In a decision released on December 29, 2015, the Ontario Energy Board approved the revenue requirements of an electricity transmitter, B2M Limited Partnership, for the five years from 2016 to 2020.
B2M is substantially owned by a subsidiary of Hydro One Inc. and by Saugeen Ojibway Finance Corporation. It was created to acquire a section of an electricity transmission line between the Bruce Nuclear Generation Complex and the Milton Switching Station from Hydro One Networks Inc. B2M has entered into an affiliate services agreement with Hydro One Networks for the operation and maintenance of the line.
The issues considered by the Board in its decision fell into three main areas: the framework of the application, operations and maintenance costs, and the startup costs for the business.

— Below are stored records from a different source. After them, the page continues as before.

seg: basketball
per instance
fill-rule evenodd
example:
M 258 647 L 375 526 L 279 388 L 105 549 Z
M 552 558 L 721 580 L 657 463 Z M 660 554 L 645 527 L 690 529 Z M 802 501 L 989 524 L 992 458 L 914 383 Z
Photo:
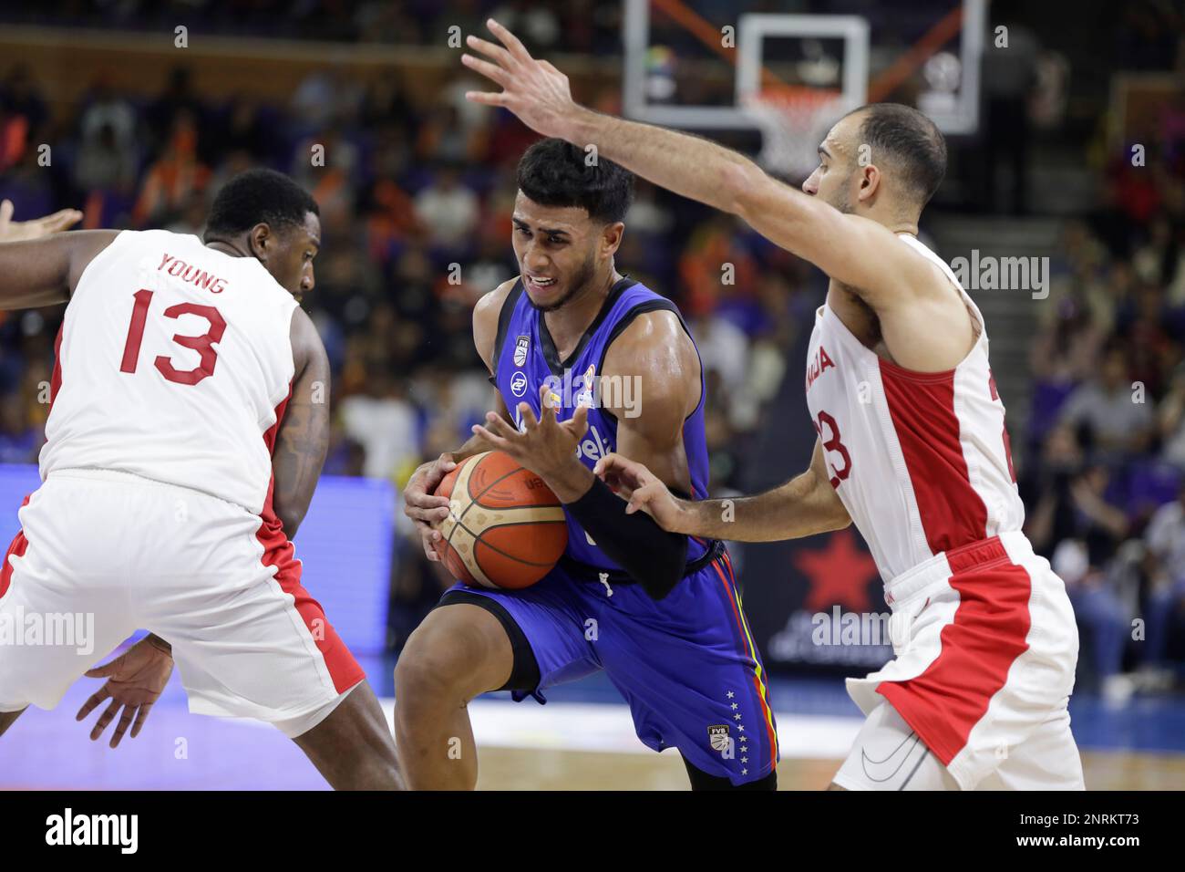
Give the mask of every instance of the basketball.
M 500 451 L 466 458 L 444 476 L 436 494 L 450 502 L 434 546 L 465 584 L 530 587 L 568 546 L 559 499 L 539 476 Z

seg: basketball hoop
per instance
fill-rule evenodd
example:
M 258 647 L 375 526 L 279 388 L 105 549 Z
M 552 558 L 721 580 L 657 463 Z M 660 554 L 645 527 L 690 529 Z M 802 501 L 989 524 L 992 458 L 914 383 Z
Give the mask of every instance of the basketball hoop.
M 744 108 L 761 128 L 757 161 L 795 180 L 819 165 L 819 144 L 848 109 L 838 90 L 792 84 L 756 91 L 745 97 Z

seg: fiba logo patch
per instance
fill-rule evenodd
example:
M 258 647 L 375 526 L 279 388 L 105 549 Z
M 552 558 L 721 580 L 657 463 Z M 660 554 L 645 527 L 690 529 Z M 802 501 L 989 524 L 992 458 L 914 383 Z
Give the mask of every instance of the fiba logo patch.
M 732 740 L 729 738 L 729 725 L 710 725 L 707 727 L 707 740 L 711 743 L 713 751 L 719 751 L 720 753 L 728 751 L 732 746 Z

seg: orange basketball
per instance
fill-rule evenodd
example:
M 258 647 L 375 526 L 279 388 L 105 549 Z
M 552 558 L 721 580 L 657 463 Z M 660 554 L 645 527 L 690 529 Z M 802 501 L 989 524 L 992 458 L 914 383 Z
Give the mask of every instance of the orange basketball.
M 474 587 L 530 587 L 568 547 L 559 499 L 539 476 L 501 451 L 467 457 L 436 495 L 449 516 L 433 543 L 453 575 Z

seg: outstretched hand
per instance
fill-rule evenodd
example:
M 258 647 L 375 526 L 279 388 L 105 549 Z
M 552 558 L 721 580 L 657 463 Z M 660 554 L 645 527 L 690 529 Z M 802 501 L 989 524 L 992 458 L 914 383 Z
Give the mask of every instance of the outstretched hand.
M 75 720 L 82 720 L 95 711 L 100 702 L 110 699 L 111 705 L 95 721 L 90 738 L 91 741 L 97 740 L 122 707 L 123 713 L 120 715 L 120 723 L 115 725 L 110 741 L 111 747 L 117 747 L 129 726 L 133 739 L 140 734 L 153 704 L 160 699 L 172 674 L 173 655 L 159 648 L 150 636 L 142 638 L 110 663 L 97 666 L 85 673 L 88 679 L 105 677 L 107 683 L 83 702 Z
M 621 454 L 606 454 L 596 462 L 592 473 L 604 482 L 617 496 L 629 503 L 626 514 L 645 511 L 659 527 L 668 533 L 686 533 L 680 529 L 687 503 L 679 499 L 658 476 L 645 465 Z
M 531 57 L 519 38 L 494 19 L 488 19 L 486 26 L 501 45 L 469 36 L 466 39 L 469 47 L 488 59 L 462 55 L 461 63 L 501 85 L 502 90 L 466 91 L 466 98 L 505 107 L 537 133 L 566 139 L 572 120 L 581 112 L 581 106 L 572 100 L 568 76 L 546 61 Z
M 518 412 L 523 419 L 521 431 L 514 429 L 513 425 L 498 413 L 489 412 L 486 414 L 485 426 L 475 424 L 473 432 L 486 439 L 491 447 L 506 452 L 526 469 L 543 476 L 544 480 L 556 491 L 556 496 L 569 502 L 564 499 L 566 495 L 561 491 L 568 478 L 565 473 L 581 469 L 579 462 L 576 460 L 576 446 L 588 432 L 589 412 L 588 407 L 577 406 L 571 419 L 559 421 L 556 418 L 556 405 L 552 396 L 552 390 L 547 384 L 540 386 L 542 414 L 538 419 L 536 419 L 530 405 L 519 403 Z M 590 480 L 585 478 L 585 488 Z
M 13 221 L 11 199 L 0 203 L 0 242 L 25 242 L 66 230 L 82 221 L 77 209 L 62 209 L 53 215 L 32 221 Z

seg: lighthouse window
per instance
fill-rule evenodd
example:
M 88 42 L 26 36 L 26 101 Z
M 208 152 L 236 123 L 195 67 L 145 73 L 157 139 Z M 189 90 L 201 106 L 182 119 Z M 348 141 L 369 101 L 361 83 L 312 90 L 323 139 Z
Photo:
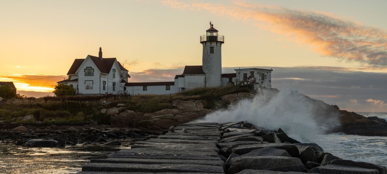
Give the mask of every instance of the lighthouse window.
M 247 81 L 247 73 L 243 73 L 243 81 Z

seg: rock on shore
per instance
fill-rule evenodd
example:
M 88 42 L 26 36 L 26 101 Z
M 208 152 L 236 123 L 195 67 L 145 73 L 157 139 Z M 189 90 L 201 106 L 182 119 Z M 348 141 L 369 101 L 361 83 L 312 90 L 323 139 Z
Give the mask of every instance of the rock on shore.
M 182 124 L 107 159 L 92 159 L 80 173 L 387 174 L 385 167 L 343 160 L 317 144 L 300 143 L 279 132 L 243 121 Z M 277 140 L 279 134 L 294 142 Z

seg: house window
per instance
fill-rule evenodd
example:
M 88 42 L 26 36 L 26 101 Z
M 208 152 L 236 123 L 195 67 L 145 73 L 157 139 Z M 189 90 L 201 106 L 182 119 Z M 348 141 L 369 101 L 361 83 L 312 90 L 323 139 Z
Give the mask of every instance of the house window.
M 92 76 L 94 75 L 94 69 L 91 67 L 87 67 L 85 69 L 85 76 Z
M 85 81 L 85 89 L 93 89 L 93 81 Z

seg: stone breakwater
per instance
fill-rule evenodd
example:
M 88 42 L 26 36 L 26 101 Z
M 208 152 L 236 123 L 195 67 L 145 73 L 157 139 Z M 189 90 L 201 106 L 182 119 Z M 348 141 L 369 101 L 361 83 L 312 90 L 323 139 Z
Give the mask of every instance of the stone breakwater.
M 385 167 L 341 159 L 279 129 L 243 121 L 180 124 L 157 138 L 94 159 L 80 174 L 380 174 Z

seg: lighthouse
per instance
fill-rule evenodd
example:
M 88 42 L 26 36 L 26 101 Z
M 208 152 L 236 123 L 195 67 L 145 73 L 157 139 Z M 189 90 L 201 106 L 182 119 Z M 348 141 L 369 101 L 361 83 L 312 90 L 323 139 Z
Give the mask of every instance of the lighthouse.
M 222 44 L 224 43 L 224 36 L 218 34 L 211 22 L 210 27 L 206 34 L 200 36 L 203 71 L 205 73 L 206 87 L 219 87 L 222 85 Z

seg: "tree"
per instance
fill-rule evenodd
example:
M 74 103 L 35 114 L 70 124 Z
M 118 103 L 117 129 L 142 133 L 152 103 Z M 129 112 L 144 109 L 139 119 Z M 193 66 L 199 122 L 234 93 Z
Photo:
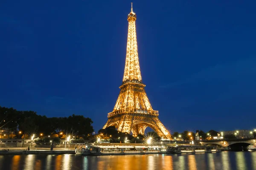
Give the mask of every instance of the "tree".
M 197 130 L 197 132 L 198 133 L 198 135 L 200 137 L 200 139 L 201 139 L 202 140 L 204 140 L 207 137 L 207 134 L 206 134 L 202 130 Z M 200 137 L 202 136 L 202 137 Z
M 214 130 L 210 130 L 208 132 L 208 133 L 210 133 L 210 135 L 212 136 L 216 136 L 218 132 Z
M 182 138 L 186 140 L 190 140 L 192 139 L 195 139 L 195 133 L 189 132 L 188 130 L 185 130 L 183 132 L 182 136 Z

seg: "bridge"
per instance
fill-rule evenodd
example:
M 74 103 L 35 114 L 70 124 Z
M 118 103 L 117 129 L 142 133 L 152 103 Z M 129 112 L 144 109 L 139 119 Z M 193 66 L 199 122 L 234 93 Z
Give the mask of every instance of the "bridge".
M 251 144 L 256 146 L 256 138 L 221 139 L 198 142 L 202 145 L 217 145 L 225 150 L 247 150 L 248 146 Z

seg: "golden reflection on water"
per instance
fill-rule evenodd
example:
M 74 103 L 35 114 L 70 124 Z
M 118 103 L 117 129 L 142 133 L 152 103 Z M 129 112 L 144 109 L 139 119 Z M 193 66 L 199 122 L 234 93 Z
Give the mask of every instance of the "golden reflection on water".
M 215 165 L 214 164 L 214 159 L 213 159 L 213 154 L 212 153 L 205 153 L 207 155 L 208 161 L 209 164 L 209 170 L 215 170 Z
M 87 170 L 88 169 L 88 158 L 87 158 L 87 156 L 84 156 L 84 157 L 83 165 L 83 167 L 84 167 L 84 170 Z
M 70 165 L 70 155 L 65 154 L 64 156 L 62 159 L 62 165 L 61 166 L 61 170 L 68 170 L 71 169 Z
M 15 155 L 12 157 L 12 170 L 16 170 L 19 169 L 19 164 L 20 159 L 20 155 Z
M 47 156 L 46 158 L 46 169 L 47 170 L 49 170 L 51 169 L 51 166 L 52 165 L 52 155 L 48 155 Z
M 225 170 L 230 170 L 230 165 L 228 152 L 222 152 L 222 154 L 221 154 L 221 160 L 223 169 Z
M 252 166 L 254 170 L 256 170 L 256 152 L 250 152 L 250 156 L 252 158 Z
M 163 156 L 162 157 L 163 160 L 161 166 L 163 170 L 173 170 L 173 164 L 172 156 Z
M 56 156 L 55 159 L 55 170 L 61 170 L 61 157 L 62 156 L 61 155 L 58 155 Z
M 238 170 L 246 170 L 247 169 L 244 159 L 244 152 L 237 152 L 236 154 L 236 167 Z
M 189 161 L 189 170 L 197 170 L 196 162 L 195 155 L 189 155 L 188 156 Z
M 182 156 L 179 156 L 178 157 L 179 170 L 185 170 L 185 155 L 184 154 L 182 154 Z
M 41 160 L 37 160 L 35 165 L 35 170 L 40 170 L 41 169 Z
M 155 165 L 155 158 L 154 158 L 153 156 L 149 156 L 148 157 L 148 170 L 154 170 L 154 165 Z
M 25 159 L 24 169 L 26 170 L 34 170 L 35 155 L 28 155 Z

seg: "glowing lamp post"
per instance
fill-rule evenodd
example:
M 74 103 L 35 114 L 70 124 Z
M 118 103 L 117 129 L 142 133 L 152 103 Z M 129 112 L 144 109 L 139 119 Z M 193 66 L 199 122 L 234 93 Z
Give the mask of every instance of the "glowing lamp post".
M 151 144 L 151 140 L 152 140 L 152 138 L 151 137 L 150 137 L 149 138 L 148 138 L 148 140 L 147 140 L 147 144 Z
M 34 138 L 35 138 L 35 135 L 33 135 L 31 137 L 31 140 L 32 141 L 32 142 L 31 143 L 31 146 L 33 144 L 33 141 L 34 140 Z M 24 138 L 25 138 L 25 136 L 24 136 Z
M 67 142 L 69 142 L 70 140 L 70 136 L 66 137 L 66 141 L 65 141 L 65 150 L 66 150 L 66 143 Z

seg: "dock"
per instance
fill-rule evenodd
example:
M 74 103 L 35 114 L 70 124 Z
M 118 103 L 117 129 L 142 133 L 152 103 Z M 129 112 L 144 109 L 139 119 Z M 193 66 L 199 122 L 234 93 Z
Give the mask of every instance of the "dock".
M 166 149 L 167 153 L 211 153 L 220 152 L 216 146 L 177 146 L 168 147 Z

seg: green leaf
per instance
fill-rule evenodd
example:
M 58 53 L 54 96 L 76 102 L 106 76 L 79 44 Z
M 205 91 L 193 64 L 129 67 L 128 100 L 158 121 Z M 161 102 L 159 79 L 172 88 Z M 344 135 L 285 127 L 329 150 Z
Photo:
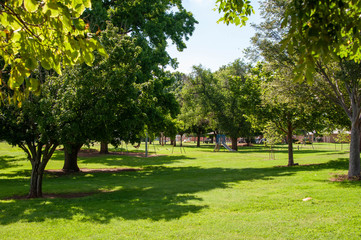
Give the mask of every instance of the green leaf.
M 25 61 L 25 67 L 29 70 L 34 70 L 38 66 L 36 59 L 33 56 L 30 56 Z
M 28 12 L 35 12 L 36 10 L 38 10 L 39 3 L 36 0 L 25 0 L 24 7 Z
M 94 61 L 94 55 L 91 52 L 85 51 L 84 61 L 88 66 L 92 66 Z
M 92 7 L 91 0 L 83 0 L 83 4 L 84 4 L 84 7 L 86 7 L 86 8 L 91 8 Z
M 29 81 L 30 81 L 30 86 L 29 86 L 30 91 L 38 91 L 40 89 L 39 80 L 35 78 L 30 78 Z

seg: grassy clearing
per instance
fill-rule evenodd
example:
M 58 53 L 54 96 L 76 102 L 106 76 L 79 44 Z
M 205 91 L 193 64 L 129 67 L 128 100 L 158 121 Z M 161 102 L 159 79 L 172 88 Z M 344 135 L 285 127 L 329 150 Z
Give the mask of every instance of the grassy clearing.
M 106 192 L 70 199 L 0 200 L 0 239 L 361 237 L 361 183 L 330 181 L 331 174 L 347 173 L 345 145 L 343 150 L 334 144 L 296 146 L 295 162 L 301 166 L 292 168 L 275 167 L 287 164 L 286 146 L 278 146 L 275 160 L 259 146 L 237 153 L 191 144 L 186 154 L 179 147 L 156 145 L 155 150 L 165 156 L 79 160 L 81 168 L 142 171 L 47 174 L 44 179 L 45 193 Z M 30 163 L 25 155 L 0 143 L 0 156 L 0 199 L 26 194 Z M 62 159 L 57 151 L 47 169 L 60 169 Z M 306 197 L 312 200 L 302 201 Z

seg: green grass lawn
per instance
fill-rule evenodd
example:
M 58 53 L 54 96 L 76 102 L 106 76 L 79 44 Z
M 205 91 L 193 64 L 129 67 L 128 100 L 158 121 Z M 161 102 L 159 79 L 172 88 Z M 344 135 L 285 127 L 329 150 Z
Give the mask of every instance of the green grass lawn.
M 300 166 L 292 168 L 282 167 L 286 146 L 275 160 L 260 146 L 213 152 L 191 144 L 185 153 L 152 145 L 162 156 L 151 158 L 80 157 L 80 168 L 142 170 L 46 174 L 44 193 L 95 194 L 0 200 L 0 239 L 360 239 L 361 183 L 330 181 L 347 174 L 347 148 L 295 146 Z M 0 156 L 0 199 L 26 195 L 30 162 L 5 143 Z M 47 169 L 62 164 L 57 151 Z

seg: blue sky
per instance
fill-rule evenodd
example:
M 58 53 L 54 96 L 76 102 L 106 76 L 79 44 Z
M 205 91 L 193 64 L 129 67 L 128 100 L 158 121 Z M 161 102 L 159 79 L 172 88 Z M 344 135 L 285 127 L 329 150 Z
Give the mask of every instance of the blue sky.
M 190 39 L 187 48 L 178 52 L 174 46 L 168 48 L 169 54 L 177 58 L 177 71 L 190 73 L 193 65 L 202 64 L 212 71 L 244 56 L 243 50 L 250 46 L 250 38 L 254 30 L 250 23 L 260 22 L 258 4 L 252 0 L 256 14 L 252 16 L 247 26 L 217 24 L 220 14 L 213 11 L 215 0 L 184 0 L 183 6 L 192 12 L 199 24 Z

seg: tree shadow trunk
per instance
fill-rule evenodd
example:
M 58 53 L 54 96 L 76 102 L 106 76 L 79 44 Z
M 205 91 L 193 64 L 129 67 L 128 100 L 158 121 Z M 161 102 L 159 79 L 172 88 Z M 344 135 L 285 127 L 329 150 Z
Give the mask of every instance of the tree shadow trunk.
M 64 145 L 64 172 L 79 172 L 78 153 L 83 144 L 67 144 Z

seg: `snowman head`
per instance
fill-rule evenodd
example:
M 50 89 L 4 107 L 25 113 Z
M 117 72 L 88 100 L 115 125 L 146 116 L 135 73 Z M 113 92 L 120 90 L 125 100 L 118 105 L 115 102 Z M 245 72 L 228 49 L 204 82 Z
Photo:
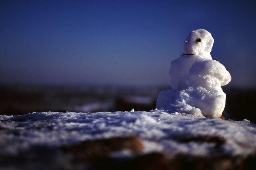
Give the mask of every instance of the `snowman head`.
M 203 29 L 191 31 L 185 41 L 184 49 L 186 54 L 202 54 L 210 53 L 214 40 L 212 34 Z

As far as the framework of the application is concerned, the Board found that a five-year approval of revenue requirement is appropriate, given B2M’s stable revenue forecast, lack of need for investment over the period and the benefits of rate stability and regulatory cost reduction. The Board also found that a “mechanistic and transparent” annual adjustment to the cost of capital would be fair to the utility and ratepayers from a risk allocation perspective. The Board did not consider it necessary to allow an annual adjustment or a deferral account to capture potential third party pass-through cost adjustments, but instead decided in favour of a Z-factor approach. The Z-factor approach provides the transmitter with protection against increases in third party pass-through costs, or unplanned capital spending, by allowing B2M to apply to the Board for revenue relief if unforeseen, uncontrollable and material expenses exceeding a materiality threshold of 0.5% of revenue requirement arise during the five-year term.
On the subject of operations and maintenance costs, the Board noted its expectation that utilities follow a “continuous improvement” approach to increase productivity. The Board recognized that efficiency gains might take some time to materialize for a startup company and imposed a $50,000 reduction in 2018 operations and maintenance expenses, to be carried through into 2019.